Eenvoud boven complexiteit

Een naam die vaak bij deze opvatting naar voren komt, is William of Ockham. Ockham, een van de meest prominente filosofen van de Late Middel Eeuwen, is vooral bekend om het naar hem vernoemde principe; ‘Ockham’s Razor’ (ook wel ‘Occam’s Razor’ genoemd). Dit principe, Pluralitas non est ponenda sine necessitate (“Pluraliteit mag niet zonder noodzaak worden verondersteld”), houdt in dat wanneer twee theorieën of theses eenzelfde verklarende kracht hebben, de theorie of these die eenvoudiger is de voorkeur geniet.

Principes over de voorkeur van eenvoud boven complexiteit komen we in veel verschillende vormen tegen. Een aantal citaten van bekende filosofen en wetenschappers:

 

“We may assume the superiority ceteris paribus of the demonstration which derives from fewer postulates or hypotheses.” (Aristoteles, ‘Posterior Analytics’)

“If a thing can be done adequately by means of one, it is superfluous to do it by means of several; for we observe that nature does not employ two instruments where one suffices.” (Aquinas, ‘Basic Writings of St.
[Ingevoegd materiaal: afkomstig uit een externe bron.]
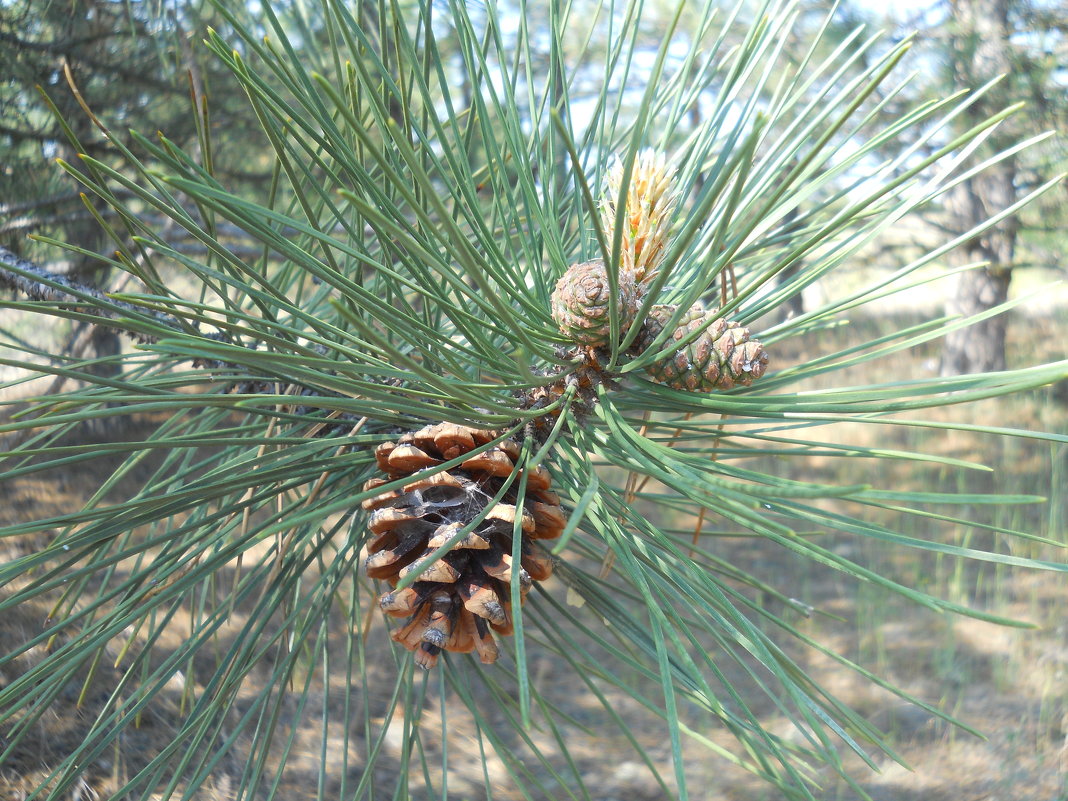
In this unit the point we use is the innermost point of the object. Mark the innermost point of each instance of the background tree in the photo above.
(140, 65)
(1003, 52)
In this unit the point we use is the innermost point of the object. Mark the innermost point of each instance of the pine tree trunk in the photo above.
(982, 51)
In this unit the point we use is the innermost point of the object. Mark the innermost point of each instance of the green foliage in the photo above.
(430, 184)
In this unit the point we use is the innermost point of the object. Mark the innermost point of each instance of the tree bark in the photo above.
(982, 50)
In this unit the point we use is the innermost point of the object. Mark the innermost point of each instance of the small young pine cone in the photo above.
(722, 357)
(582, 299)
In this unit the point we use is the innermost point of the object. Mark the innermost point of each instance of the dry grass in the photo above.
(1010, 684)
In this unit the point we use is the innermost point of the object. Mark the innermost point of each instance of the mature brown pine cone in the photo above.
(465, 595)
(582, 298)
(722, 357)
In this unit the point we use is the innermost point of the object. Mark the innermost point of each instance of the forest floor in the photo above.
(1010, 684)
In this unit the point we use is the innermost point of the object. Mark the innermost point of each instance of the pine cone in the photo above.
(465, 595)
(580, 302)
(722, 357)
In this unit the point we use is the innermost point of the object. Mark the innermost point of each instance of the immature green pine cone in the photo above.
(722, 357)
(581, 301)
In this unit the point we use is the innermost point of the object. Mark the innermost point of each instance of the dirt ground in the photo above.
(1009, 684)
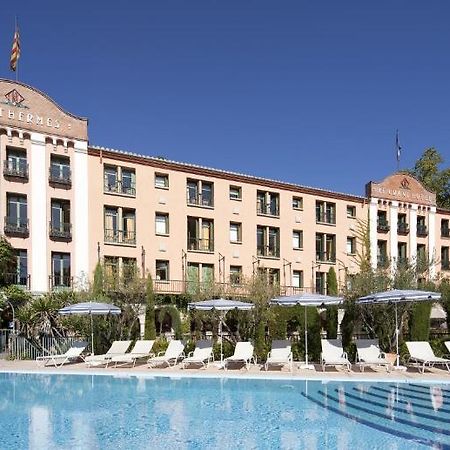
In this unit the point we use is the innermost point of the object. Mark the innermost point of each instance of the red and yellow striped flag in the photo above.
(15, 52)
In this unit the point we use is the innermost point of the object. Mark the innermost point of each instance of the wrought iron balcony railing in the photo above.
(60, 231)
(120, 188)
(201, 245)
(383, 226)
(14, 169)
(402, 228)
(326, 257)
(422, 230)
(268, 250)
(58, 177)
(120, 237)
(16, 226)
(326, 217)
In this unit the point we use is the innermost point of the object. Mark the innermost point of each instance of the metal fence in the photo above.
(13, 346)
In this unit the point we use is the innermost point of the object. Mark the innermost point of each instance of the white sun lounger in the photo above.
(368, 353)
(173, 353)
(421, 353)
(333, 355)
(142, 349)
(279, 355)
(202, 354)
(73, 354)
(243, 353)
(117, 348)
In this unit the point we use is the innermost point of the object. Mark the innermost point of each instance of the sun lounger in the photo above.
(280, 355)
(141, 349)
(73, 354)
(202, 354)
(368, 353)
(421, 353)
(333, 355)
(173, 353)
(117, 348)
(243, 353)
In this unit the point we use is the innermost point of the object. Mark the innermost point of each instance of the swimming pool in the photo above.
(47, 411)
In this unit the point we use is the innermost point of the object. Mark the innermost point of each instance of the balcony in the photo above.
(326, 217)
(60, 282)
(402, 228)
(60, 178)
(382, 261)
(201, 245)
(267, 209)
(60, 231)
(15, 279)
(326, 257)
(383, 226)
(17, 170)
(422, 231)
(268, 251)
(200, 200)
(120, 188)
(15, 226)
(120, 237)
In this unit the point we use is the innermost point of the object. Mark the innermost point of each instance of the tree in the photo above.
(427, 171)
(150, 328)
(332, 311)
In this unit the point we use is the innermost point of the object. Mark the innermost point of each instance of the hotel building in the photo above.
(67, 205)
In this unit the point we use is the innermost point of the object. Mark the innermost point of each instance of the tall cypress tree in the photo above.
(332, 311)
(150, 328)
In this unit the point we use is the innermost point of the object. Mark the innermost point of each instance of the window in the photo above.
(16, 221)
(445, 228)
(297, 203)
(297, 278)
(16, 163)
(61, 270)
(120, 226)
(382, 258)
(235, 274)
(200, 234)
(320, 283)
(268, 241)
(402, 226)
(402, 255)
(268, 203)
(162, 223)
(60, 226)
(200, 193)
(60, 173)
(161, 181)
(351, 211)
(162, 270)
(235, 193)
(235, 232)
(382, 223)
(351, 245)
(297, 239)
(445, 258)
(325, 212)
(325, 247)
(119, 180)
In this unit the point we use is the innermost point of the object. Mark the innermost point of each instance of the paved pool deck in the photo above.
(434, 375)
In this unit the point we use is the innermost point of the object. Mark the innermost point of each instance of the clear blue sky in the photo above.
(302, 91)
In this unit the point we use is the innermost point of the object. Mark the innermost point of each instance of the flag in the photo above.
(398, 148)
(15, 52)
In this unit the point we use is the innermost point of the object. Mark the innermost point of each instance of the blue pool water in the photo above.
(40, 411)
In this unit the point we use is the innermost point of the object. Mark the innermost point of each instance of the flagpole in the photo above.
(17, 64)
Thomas Aquinas’, p. 129)

“Rudiments or principles must not be unnecessarily multiplied.” (Kant, ‘Critique of Pure Reason’)

“Rule 1: We are to admit no more causes of natural things than such as are both true and sufficient to explain their appearances.”
“Nature is pleased with simplicity, and affects not the pomp of superfluous causes.” (Newton, Boek III van ‘Principia Mathematica’, p. 398)

“Nature does not multiply things unnecessarily; that she makes use of the easiest and simplest means for producing her effects; that she does nothing in vain, and the like.” (Galileo, ‘Dialogue Concerning the Two Chief World System’, p. 397)

“It is, after all, a principle of logic not to multiply entities unnecessarily.” (Lavoisier, ‘Réflexions sur le Phlogistique’, pp. 624).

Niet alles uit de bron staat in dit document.